Am I still fucked up over leaving Hoodrat? Certainly. But that probably needs clarification.

I can, without expending more than a few seconds of brain-time, name half a dozen teachers – good teachers; most of them better than me – who were driven out of teaching by their time there. Didn’t go to another school, but actually jumped from the profession, pausing on their way out only long enough to make sure that everyone knew exactly where the blame lay. There were kids in Year 11 who, by the time I left, were onto their eighth English teacher. That’s eight separate teachers in two-and-a-bit years. Stats compiled in the last year or two showed that of the Year 13s, only thirty percent or so had been at the school in Year 9. This means that seventy percent of the students left, either for other schools, external courses, or, I don’t know, prison via the Dole office, and were replaced with kids who had been forced out of their first (and occasionally second, and more than once; third) schools.

And every year, we watched it get worse.

When I first started at Hoodrat, I was surrounded by an array of absolutely magnificent teachers – many of whom are now Deputy Principals around Auckland – and they all left, saying exactly the same thing (and I mean exactly: these people were friends, and had discussed the matter at length): Hoodrat was a good school, and, with the particular mix of staff and students, it had the potential to become a great school. However; after years of trying, they realised that they were unable to achieve this potential, so one by one they left.

But over the years, Hoodrat stopped being even a good school. We could see it happening, and a few of us tried to arrest the slide, but we couldn’t.

I mean, let’s go with Friday-before-last, where I ended up back at Hoodrat to run an errand. Story time:

Getting off the bus, I run into a group of students wandering out of the gates because, you know, school is boring. Walking past another bunch of aimless students, to the Marae, I am accosted by members of my old Classics class. They spend Classics there now, under the watchful eye of the Maori teacher, looking over the study notes I sent them a few weeks back. One gets a text from one of the several students who have actually gone to class. My replacement has walked out because the students won’t stop discussing adultery (this is not the first time he has left rather than face teenagers talking about sex – keep in mind he’s meant to be teaching them about the ancient Greeks...) and one of my boys is teaching the class.
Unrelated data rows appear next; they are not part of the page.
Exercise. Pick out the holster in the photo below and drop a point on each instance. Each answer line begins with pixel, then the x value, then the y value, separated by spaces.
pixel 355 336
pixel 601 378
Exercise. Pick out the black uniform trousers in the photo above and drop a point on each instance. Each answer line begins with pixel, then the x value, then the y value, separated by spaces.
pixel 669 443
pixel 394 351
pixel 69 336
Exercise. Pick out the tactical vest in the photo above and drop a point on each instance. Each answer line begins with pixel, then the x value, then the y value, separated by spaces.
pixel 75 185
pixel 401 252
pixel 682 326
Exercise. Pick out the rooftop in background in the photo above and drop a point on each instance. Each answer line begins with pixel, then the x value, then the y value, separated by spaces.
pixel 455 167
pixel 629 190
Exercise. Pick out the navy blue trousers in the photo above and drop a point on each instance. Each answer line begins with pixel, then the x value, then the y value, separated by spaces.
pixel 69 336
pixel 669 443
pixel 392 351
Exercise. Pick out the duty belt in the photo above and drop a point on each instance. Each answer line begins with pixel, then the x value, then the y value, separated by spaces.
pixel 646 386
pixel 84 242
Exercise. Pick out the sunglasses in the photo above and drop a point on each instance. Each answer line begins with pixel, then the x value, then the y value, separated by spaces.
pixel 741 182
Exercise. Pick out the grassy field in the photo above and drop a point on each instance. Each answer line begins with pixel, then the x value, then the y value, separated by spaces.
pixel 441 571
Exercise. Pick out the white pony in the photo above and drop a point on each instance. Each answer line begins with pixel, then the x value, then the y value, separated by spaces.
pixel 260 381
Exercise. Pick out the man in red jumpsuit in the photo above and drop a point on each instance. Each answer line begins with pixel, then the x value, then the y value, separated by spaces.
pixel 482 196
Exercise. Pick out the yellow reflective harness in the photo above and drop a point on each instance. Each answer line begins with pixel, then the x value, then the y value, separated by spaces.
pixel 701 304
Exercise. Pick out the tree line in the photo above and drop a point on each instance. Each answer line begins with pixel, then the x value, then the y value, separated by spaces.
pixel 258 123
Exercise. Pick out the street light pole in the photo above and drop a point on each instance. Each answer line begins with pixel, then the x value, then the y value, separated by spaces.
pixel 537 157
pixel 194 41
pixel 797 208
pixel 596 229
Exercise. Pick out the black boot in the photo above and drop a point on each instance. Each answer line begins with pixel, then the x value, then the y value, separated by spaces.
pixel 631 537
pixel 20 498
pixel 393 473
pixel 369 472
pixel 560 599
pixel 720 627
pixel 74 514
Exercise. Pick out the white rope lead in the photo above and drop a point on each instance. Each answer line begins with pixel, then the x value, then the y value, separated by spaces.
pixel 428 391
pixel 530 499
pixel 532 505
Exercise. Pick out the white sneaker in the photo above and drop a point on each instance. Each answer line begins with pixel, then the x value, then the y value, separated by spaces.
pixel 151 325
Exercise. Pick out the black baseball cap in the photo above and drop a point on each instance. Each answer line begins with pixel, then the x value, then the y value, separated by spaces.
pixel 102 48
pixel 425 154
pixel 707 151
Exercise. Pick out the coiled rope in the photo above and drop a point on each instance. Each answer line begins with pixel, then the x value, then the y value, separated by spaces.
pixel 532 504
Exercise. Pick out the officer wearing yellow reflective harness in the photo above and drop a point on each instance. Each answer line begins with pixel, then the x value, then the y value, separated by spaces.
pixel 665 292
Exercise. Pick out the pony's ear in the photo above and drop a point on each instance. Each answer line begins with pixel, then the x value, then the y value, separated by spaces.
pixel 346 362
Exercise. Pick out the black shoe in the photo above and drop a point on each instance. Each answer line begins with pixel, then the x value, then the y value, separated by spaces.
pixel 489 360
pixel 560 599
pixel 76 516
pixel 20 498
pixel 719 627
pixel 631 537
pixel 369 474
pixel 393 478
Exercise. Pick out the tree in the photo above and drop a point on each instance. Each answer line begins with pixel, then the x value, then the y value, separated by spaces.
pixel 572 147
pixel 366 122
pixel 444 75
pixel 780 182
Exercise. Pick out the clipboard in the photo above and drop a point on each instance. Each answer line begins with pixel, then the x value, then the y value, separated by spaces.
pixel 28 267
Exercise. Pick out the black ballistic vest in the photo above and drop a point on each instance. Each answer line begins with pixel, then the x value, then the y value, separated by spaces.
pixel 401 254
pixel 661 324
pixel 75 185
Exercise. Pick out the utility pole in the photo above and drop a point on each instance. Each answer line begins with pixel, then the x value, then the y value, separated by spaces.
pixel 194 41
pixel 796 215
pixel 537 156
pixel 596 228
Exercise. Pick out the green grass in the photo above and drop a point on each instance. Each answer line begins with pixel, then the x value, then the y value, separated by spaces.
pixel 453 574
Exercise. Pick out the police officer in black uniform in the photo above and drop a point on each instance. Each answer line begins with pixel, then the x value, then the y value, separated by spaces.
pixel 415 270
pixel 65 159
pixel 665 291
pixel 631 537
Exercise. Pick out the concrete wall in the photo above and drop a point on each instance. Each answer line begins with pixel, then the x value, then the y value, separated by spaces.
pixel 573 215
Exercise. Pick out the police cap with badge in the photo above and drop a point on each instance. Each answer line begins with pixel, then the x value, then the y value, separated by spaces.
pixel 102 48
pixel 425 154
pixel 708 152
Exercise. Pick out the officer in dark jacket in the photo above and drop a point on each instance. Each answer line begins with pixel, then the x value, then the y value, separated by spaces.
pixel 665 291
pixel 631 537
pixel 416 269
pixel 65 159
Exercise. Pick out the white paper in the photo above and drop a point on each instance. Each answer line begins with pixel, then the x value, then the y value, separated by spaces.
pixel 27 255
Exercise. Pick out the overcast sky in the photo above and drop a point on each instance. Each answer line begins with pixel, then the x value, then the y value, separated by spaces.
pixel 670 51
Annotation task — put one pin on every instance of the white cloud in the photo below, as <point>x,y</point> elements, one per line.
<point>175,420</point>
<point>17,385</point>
I lose count of the students I greet on the two-minute journey to my old classroom – well over a dozen just roaming the corridors; and that’s not counting the two full classes that have simply been released over quarter of an hour before the bell is scheduled to ring. Threading my way through a maze of desks created by half a dozen students being exiled into the corridor, I burst into the room, announcing something English-teacherly like “Oi! I heard yous needed a teacher, ay.”

Non-entity that he is, it actually takes me a few seconds to register that my replacement, obviously having returned, is sitting at his desk. Any guilt I may have felt at so extravagant a faux pas is, of course, offset by the fact that by the time I see him, I’ve already noticed that yes, my boy is teaching the class, and he’s teaching them English.
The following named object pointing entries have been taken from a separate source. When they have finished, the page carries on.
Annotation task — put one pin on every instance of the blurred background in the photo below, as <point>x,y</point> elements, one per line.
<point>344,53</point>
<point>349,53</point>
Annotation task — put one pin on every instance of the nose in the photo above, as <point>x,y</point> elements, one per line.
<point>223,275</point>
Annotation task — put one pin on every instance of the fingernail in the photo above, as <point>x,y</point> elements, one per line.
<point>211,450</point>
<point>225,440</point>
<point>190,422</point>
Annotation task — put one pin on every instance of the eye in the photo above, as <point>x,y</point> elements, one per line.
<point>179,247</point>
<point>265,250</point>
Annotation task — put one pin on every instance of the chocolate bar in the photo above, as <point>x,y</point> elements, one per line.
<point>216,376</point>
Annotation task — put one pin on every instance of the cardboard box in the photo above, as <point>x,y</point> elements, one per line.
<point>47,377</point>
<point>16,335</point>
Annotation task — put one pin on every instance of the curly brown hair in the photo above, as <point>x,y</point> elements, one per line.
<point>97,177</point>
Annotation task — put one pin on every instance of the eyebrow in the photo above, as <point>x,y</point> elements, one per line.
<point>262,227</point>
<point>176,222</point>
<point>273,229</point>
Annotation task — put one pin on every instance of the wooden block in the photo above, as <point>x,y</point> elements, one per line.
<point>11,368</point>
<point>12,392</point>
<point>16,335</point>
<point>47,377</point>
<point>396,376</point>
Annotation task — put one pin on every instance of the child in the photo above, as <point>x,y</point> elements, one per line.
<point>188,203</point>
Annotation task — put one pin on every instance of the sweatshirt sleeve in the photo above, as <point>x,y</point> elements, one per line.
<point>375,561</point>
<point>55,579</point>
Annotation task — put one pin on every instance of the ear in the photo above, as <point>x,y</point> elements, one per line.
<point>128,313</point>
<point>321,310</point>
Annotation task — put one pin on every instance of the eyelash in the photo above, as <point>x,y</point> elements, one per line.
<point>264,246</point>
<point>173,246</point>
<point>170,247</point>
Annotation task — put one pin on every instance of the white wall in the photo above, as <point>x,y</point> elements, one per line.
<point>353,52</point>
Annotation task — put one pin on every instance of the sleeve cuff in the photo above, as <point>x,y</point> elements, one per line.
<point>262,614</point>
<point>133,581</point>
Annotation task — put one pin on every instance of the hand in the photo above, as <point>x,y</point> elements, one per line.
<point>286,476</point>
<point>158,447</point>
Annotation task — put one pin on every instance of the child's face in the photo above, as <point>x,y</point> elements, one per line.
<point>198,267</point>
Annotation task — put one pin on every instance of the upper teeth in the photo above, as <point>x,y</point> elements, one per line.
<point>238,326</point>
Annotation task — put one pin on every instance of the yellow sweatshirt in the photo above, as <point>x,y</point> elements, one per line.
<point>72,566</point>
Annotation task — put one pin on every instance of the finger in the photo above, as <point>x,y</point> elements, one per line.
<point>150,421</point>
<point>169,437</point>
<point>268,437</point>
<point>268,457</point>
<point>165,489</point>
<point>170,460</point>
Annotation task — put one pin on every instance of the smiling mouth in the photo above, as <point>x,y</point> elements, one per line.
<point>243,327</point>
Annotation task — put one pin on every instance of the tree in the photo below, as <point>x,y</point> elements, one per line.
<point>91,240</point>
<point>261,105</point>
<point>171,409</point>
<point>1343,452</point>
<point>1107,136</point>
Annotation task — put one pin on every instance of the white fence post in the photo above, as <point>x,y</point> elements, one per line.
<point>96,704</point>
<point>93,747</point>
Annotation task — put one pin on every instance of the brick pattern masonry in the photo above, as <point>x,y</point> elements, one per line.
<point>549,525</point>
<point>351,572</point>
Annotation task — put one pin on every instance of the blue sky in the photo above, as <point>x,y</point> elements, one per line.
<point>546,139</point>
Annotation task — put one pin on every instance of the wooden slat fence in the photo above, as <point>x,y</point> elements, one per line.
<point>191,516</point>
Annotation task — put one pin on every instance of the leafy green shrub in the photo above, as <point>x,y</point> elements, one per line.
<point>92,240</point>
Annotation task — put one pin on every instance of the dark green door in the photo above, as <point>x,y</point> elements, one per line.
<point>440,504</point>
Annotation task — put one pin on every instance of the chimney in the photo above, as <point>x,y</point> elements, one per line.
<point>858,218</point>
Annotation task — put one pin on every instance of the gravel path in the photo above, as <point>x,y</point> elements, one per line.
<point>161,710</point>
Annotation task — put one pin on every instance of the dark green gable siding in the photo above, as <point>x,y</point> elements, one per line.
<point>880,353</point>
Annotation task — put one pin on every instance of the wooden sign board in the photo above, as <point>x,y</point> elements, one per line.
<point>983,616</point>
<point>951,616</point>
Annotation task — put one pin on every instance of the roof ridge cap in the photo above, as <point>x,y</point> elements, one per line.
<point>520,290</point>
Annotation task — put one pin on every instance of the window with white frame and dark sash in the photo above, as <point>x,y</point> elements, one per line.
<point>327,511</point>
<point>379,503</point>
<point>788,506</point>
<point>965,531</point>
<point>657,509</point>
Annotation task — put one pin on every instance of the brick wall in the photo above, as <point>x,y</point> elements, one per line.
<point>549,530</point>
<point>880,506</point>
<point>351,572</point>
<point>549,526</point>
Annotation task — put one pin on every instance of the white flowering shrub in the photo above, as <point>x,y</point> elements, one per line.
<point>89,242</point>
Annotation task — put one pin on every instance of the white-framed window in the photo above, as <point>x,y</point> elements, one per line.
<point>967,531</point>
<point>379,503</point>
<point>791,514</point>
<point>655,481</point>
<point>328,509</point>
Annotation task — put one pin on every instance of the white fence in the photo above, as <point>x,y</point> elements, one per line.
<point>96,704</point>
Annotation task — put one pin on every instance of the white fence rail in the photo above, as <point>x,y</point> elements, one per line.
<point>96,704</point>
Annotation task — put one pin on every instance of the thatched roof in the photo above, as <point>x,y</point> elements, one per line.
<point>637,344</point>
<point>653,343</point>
I yell a goodbye, and go to sit in the back of a Dance class. It is being taken by the Drama Teacher, because, as she informs the class, the Dance Teacher is off somewhere in tears. The Drama Teacher is working the class furiously to get them up to spec for a forthcoming assessment, and at the same time taking calls from her tearful co-worker. As the students furiously step and turn, they are told that they are to be nice to the Dance Teacher when she arrives; that it’s not because of them she’s in such a state; it’s not because of them she’s leaving at the end of the year. And it’s not because of them that the other Dance teacher is leaving. Or the other Drama teacher, also exiting at the end of term. They all have their own reasons; nothing to do with the students.

“But I’m not going anywhere,” the Drama Teacher says with real tiredness in her voice. “I’m not leaving you.”
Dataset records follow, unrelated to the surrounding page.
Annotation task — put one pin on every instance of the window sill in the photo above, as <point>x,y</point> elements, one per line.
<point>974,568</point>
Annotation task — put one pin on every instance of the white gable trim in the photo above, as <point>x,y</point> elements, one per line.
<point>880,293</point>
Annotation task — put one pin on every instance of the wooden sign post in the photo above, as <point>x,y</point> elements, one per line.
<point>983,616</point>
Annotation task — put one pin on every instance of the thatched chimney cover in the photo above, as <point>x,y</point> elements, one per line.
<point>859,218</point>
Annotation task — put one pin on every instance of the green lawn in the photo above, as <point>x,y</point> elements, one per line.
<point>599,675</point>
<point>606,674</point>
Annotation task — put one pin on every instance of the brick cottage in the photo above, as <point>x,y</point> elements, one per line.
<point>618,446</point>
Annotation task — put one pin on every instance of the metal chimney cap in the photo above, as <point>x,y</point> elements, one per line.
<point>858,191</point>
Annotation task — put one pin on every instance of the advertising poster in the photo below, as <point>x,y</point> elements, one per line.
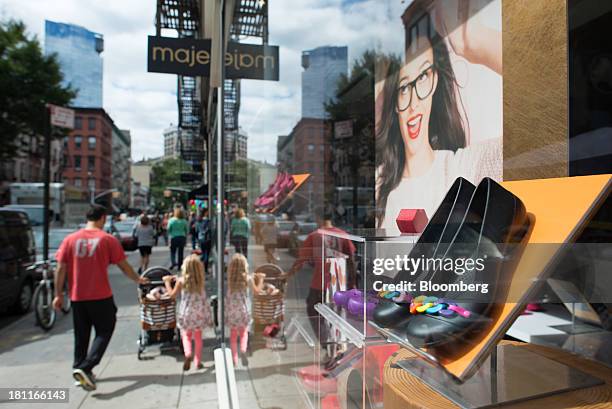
<point>439,115</point>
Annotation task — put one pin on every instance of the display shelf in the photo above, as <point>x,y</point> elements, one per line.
<point>350,326</point>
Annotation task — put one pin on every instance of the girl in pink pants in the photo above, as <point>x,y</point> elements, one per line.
<point>236,311</point>
<point>194,310</point>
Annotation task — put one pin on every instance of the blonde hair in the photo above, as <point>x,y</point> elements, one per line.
<point>193,274</point>
<point>237,273</point>
<point>239,213</point>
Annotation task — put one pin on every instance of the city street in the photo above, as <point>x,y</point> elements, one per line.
<point>33,358</point>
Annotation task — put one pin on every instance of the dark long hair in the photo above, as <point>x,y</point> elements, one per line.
<point>446,125</point>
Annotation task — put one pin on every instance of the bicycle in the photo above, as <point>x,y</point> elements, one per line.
<point>43,297</point>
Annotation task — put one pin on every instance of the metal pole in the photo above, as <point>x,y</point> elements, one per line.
<point>220,174</point>
<point>47,176</point>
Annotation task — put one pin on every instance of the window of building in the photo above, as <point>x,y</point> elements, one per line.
<point>91,142</point>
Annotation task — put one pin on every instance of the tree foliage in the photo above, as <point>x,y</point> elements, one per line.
<point>28,81</point>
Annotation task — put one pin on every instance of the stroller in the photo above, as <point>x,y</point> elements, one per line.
<point>269,309</point>
<point>158,316</point>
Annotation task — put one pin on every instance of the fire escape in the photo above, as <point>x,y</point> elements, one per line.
<point>250,20</point>
<point>184,17</point>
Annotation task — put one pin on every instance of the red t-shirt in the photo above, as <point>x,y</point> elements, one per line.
<point>87,254</point>
<point>312,252</point>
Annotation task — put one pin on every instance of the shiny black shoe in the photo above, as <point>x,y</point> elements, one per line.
<point>494,230</point>
<point>434,240</point>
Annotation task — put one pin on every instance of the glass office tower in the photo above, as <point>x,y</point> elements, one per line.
<point>78,51</point>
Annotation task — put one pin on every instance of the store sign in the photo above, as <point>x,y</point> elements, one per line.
<point>62,117</point>
<point>192,57</point>
<point>343,129</point>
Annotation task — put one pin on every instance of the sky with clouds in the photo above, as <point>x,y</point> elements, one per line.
<point>145,102</point>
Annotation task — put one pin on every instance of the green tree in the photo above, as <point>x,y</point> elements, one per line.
<point>165,174</point>
<point>28,80</point>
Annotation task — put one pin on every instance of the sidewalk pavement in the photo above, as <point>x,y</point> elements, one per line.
<point>31,357</point>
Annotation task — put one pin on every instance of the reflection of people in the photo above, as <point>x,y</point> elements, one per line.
<point>422,136</point>
<point>240,229</point>
<point>269,234</point>
<point>145,236</point>
<point>177,231</point>
<point>312,252</point>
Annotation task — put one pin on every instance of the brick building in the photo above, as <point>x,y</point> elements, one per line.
<point>88,153</point>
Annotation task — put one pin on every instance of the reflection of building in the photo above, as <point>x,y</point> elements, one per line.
<point>171,142</point>
<point>284,153</point>
<point>310,140</point>
<point>235,145</point>
<point>88,151</point>
<point>28,165</point>
<point>141,183</point>
<point>78,52</point>
<point>322,69</point>
<point>121,159</point>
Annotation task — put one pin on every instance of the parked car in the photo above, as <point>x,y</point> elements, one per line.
<point>284,231</point>
<point>17,254</point>
<point>298,235</point>
<point>124,232</point>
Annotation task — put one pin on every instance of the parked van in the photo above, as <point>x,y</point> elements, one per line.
<point>17,254</point>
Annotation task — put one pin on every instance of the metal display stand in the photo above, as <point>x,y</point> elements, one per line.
<point>511,374</point>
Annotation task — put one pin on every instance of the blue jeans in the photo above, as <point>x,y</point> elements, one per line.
<point>177,245</point>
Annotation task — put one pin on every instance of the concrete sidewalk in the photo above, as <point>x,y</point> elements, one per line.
<point>30,357</point>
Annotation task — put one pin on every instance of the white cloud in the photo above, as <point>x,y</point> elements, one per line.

After the bell, I catch up with a few of mine, and deal with fallout from various crises. Not the least of which is that it’s just become public knowledge that The Creator is leaving at the end of the year.

On my way out, I get to talking to an old member of my form class. Well behaved and, when we last talked, the epitome of hard work, she tells me stories of being on daily report and getting stood-down. She tells me stories of conversations with my replacement; she’s an honest kid, so I know she’s not fronting when she reports saying things like “Fuck you, you can’t handle us!” She also tells me of the time the biggest boy in my class punched my replacement in the crotch, and was not punished.

So yeah, a typical day at Hoodrat High.

The staff who stayed for more than a year fell into two categories: hopelessly burned-out losers who were too afraid to try to get a job somewhere else (no, that wasn’t me, damn it!) and increasingly unhappy idealists who hated everything except the kids.

The students who stayed became close to us, because we were their best chance at an actual honest-to-god education. I had students tell me I was the only teacher who they had learned something from – students who had never actually been in my class, but through the years that they had a new teacher every term, or had inarguably incompetent clowns who couldn’t tell Shakespeare from a Bacon sandwich, I was the one who kept coming into their class to check on them, to make sure everything was running smoothly...

It’s sort of hard to explain how close you can get to people in that sort of situation. Staff and students alike became sort of like burned-out Vietnam vets; you know, not talking about it with anyone except each other; screaming out: “You don’t know, man! You weren’t there!” at random passers-by. I know that sounds at the least a bit dumb, and at the most quite comedically melodramatic, but, well... you don’t know, man, you weren’t there.

Like drugs, I guess: the lows were unspeakably horrible, but the highs made you forget about them. And, of course, like drugs, the highs were always shorter than the lows...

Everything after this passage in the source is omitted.